Agora sim a tal matrix vai nascer, ainda não existia, era só ficção, mas os filhotes construtores "incitaram", através das mídias cinemáticas, a aceitação dessa nova realidade. Daí basta um vir dizendo que nós estamos em uma matrix para fazermos essa realidade se aproximar mais.

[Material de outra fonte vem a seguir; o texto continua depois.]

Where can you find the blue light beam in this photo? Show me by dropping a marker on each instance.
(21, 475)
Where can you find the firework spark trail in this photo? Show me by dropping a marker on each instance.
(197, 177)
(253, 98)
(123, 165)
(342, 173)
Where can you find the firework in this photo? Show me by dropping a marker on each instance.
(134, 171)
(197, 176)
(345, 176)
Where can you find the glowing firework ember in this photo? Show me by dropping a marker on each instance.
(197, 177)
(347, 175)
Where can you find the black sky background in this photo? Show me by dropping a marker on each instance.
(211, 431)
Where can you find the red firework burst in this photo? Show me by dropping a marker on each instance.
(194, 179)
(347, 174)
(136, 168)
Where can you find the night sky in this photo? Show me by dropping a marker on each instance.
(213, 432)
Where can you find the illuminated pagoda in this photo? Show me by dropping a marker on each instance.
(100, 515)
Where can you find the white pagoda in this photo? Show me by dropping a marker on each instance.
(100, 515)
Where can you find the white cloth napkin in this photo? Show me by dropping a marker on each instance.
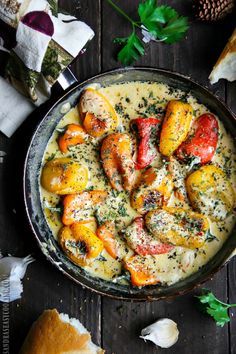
(12, 271)
(14, 108)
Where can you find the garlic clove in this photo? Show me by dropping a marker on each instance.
(164, 333)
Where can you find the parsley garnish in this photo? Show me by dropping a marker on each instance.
(162, 23)
(215, 308)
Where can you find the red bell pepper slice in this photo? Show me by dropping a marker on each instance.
(147, 129)
(202, 141)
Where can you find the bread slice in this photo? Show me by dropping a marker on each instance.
(55, 333)
(225, 67)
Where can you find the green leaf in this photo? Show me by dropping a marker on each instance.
(217, 309)
(163, 21)
(132, 50)
(146, 9)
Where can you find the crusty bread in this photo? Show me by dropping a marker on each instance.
(55, 333)
(225, 67)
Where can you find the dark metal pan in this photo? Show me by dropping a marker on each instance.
(34, 209)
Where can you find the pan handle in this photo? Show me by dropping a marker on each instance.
(66, 79)
(232, 254)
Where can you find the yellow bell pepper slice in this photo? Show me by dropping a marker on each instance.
(175, 126)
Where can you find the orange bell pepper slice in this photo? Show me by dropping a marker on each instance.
(140, 274)
(175, 127)
(80, 243)
(80, 207)
(73, 135)
(64, 176)
(106, 234)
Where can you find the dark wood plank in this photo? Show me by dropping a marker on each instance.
(44, 286)
(122, 322)
(88, 64)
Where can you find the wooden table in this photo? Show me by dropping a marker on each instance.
(115, 325)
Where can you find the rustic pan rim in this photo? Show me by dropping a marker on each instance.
(131, 297)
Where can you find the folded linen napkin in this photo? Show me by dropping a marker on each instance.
(12, 271)
(47, 42)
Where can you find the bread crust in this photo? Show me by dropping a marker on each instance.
(50, 335)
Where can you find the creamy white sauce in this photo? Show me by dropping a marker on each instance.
(132, 100)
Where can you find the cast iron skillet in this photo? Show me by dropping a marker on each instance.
(34, 209)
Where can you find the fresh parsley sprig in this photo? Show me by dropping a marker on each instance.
(215, 308)
(162, 23)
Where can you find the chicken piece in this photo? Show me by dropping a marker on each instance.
(142, 242)
(177, 226)
(178, 174)
(96, 112)
(141, 271)
(107, 234)
(118, 164)
(153, 191)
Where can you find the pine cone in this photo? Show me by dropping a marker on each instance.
(213, 10)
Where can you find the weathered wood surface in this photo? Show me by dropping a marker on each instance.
(114, 324)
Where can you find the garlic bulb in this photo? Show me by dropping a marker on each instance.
(164, 333)
(12, 270)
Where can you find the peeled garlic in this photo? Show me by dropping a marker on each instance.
(164, 333)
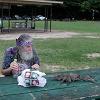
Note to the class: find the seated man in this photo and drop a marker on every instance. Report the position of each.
(25, 56)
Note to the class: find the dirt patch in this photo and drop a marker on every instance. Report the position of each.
(93, 55)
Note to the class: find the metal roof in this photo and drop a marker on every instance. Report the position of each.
(37, 2)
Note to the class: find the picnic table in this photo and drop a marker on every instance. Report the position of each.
(54, 90)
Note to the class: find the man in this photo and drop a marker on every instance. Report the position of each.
(24, 53)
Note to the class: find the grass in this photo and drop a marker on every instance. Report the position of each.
(68, 52)
(75, 26)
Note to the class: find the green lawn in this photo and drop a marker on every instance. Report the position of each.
(75, 26)
(68, 52)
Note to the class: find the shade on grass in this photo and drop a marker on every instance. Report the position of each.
(68, 52)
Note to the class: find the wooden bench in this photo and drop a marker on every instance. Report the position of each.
(54, 90)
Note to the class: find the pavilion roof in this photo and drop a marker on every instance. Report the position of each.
(37, 2)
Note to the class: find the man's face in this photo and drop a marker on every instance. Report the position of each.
(27, 48)
(26, 52)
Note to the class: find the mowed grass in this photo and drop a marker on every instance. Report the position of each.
(68, 52)
(75, 26)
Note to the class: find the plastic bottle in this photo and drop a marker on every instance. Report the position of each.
(15, 73)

A forma de um ser sintético se reproduzir é fazendo seres biológicos se entusiasmarem em "construir tecnologia"! Daí o ente biológico já está preso, e a condução se dá de forma muito inebriante para um orgânico resistir, ele, graças ao poder que tais sintéticos proporcionam, aceita o pacto de devoção agradecido!
O mais interessante é que nós, humanos, ao vermos um robô, o entendemos como uma coisa só, uma unidade, ou até uma personagem! Não temos como perceber que um robô nunca está só, aliás, ele nunca existe só, ele é uma peça real de um organismo muito maior.
Um robô é o que os dominantes (seres já sintéticos, um mix de biológico e sintético, já sem sentimentos, só fazendo o que lhes foi e é programado) querem que nós viremos, braços deles!
E as criaturas (os tais dominantes, os mutantes biossintéticos) nada mais fazem do que copiar o modus operandi do criador!
Sabem como é que se caça?
Estuda-se e constrói-se um banco de dados sobre a presa, todos os hábitos, todas as horas e lugares. Daí tem-se "the database" para ajustar, configurar a "data-base", a data exata do bote fulminante, do aniquilamento, da radicalização, do sequestro, algo bem mais para um reparticionamento e formatação física do disco do que um simples reset!
Continua aberta a temporada de caça aos gentios!